ÉDITIONS SEGHERS/AUTOUR DU MONDE – 1984.

Traduit du russe par Léon Robel

 

 

 

« il était comme une clairière le pays

le monde – comme une clairière

et il y avait des bouleaux-fleurs

et un cœur-enfant

 

et comme ces bouleaux-fleurs étaient par le vent de ce monde soufflés

 

et des roses-neiges

entouraient comme d’anges-mendiants le soupir

des sans-parole villageois !... et avec leur Lumo-Pitié

ensemble

illuminaient

 

/ ici – lieu d’un silence

aussi long

que l’infini de leur vie /

 

nous nous appelions – de Cette Lueur maints

chacun renforçant

la vivante luminescence

secondement dans la douleur

 

/ ici aussi

même

silence /

 

et étions écoutant : que dira la pureté d’un mot unique ?

 

sans cesser

rayonnait :

 

le monde-pureté »

1975

Extrait de « O OUI : PATRIE » – p.9.

 

***

à M. Roguinski

 

« Un champ parsemé de journaux ; le vent les emmêle (il n’y a ni début ni fin).
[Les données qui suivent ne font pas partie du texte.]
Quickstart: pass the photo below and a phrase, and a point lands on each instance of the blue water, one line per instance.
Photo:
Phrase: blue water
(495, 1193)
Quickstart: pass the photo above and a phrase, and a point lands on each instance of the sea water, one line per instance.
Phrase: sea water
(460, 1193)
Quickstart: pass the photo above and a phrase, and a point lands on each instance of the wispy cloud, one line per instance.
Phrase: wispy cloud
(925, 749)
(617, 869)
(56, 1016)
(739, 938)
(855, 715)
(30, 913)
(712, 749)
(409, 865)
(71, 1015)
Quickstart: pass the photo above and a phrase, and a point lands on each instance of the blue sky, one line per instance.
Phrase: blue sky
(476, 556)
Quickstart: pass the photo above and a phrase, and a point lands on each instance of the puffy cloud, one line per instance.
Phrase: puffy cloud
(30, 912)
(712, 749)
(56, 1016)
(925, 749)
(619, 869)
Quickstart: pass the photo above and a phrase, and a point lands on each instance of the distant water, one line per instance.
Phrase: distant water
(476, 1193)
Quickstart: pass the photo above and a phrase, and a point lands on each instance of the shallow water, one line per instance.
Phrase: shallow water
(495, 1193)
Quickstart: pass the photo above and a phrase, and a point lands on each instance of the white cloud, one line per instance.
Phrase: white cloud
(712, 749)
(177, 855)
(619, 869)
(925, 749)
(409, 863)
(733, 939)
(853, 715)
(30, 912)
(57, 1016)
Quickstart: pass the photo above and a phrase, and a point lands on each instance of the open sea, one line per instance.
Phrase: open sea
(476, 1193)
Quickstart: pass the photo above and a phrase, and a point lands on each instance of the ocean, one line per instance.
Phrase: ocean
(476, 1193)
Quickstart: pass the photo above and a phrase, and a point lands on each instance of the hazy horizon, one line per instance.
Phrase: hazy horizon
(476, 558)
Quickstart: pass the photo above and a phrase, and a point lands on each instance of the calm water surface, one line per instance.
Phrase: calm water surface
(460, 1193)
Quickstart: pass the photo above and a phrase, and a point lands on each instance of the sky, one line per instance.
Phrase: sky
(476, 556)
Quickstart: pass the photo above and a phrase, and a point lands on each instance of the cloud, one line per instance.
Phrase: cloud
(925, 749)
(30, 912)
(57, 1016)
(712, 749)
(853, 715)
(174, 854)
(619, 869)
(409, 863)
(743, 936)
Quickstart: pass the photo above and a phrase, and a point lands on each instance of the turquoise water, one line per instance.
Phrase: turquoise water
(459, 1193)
J’erre tout le jour, examine avec attention : le titre est partout le même (et même l’oubli : j’oublie et j’examine – le temps passe : impossible de me souvenir) ; avec le même portrait partout (et de nouveau, l’oubli). Où suis-je ? où dois-je revenir ? Vent ; absence de routes ; froissement de papiers ; la Terre entière n’est que ce champ ; ténèbres ; solitude. »

1979

Extrait de « GOUACHE » – p.101.

 

***

 

« et quelque part

se tient jusqu’à ce jour

une petite femme

et quelqu’un transporte – en ses yeux indifférents – comme des cercles de soleil

le scintillement mauve de sa robe

 

et entre ses épaules et les miennes entre son cou et le mien

entre mes manches et ses manches

il y a l’herbe poussiéreuse les rails chauffés à blanc

et les rochers brûlants

des villes et des monts

 

mais à part moi nul ne sait

comme sont chauds ses coudes là-bas dans la manche

et quelle particulière

vulnérabilité de la démarche se dissimule

en cette station

frêle-penchée

 

– et il n’y a rien de plus audible que le silence

de plus fidèle que la douleur de plus clair que l’angoisse !

 

et longtemps encore le séjour longtemps

dans le monde le séjour longtemps / rien ne parvient jusqu’au sens « depuis longtemps » /

et vivante sur la terre

elle n’a pas encore quitté les hommes

quelque part elle se tient à présent aussi

la petite femme vêtue d’une robe rouge

 

– et il n’est rien de plus infini que la fin

 

et les buissons mauves de l’euphorbe

s’agitent la salissant de poussière du chemin

jusqu’à la ceinture

 

et ils deviennent plus hauts et plus larges

et plus éclatants que sa robe »

1958

Extrait de « PROLONGEMENT DU DEPART » – pp.133-134.

 

***

 

[…] Ce qu’écrit Aïgui ne ressemble à rien de connu en Russe. C’est une sorte de synthèse organique entre trois traditions très différentes : l’avant-garde russe poétique et picturale du XXe siècle (Malevitch est pour Aïgui une référence privilégiée), la poésie française moderne et la culture populaire tchouvache. La syntaxe en est souvent désarticulée, de manière à offrir plusieurs possibilités d’interprétation simultanées et à dire en même temps les difficultés de la communication en notre temps. Les images souvent surgissent des tréfonds de la mémoire. La ponctuation très personnelle permet par les trait d’union des coagulations ou cristallisations de sens (plusieurs mots se fondent en un seul) tandis que les tirets, les point d’exclamation marquent des brisures et des envols du rythme. Des néologismes parfois apparaissent comme de nouvelles évidences de la pensée ; des rimes ou des mètres réguliers enfouis ou démontés et reconstruits sont des indices de l’immense travail sur le système de versification accompli par Aïgui. Ce qui est à l’œuvre ici c’est véritablement une « pensée rythmique » qui, par son mouvement même, nous porte vers la saisie de son objet. Ce qui fait que le mouvement rythmique est inventé pour chaque poème. […]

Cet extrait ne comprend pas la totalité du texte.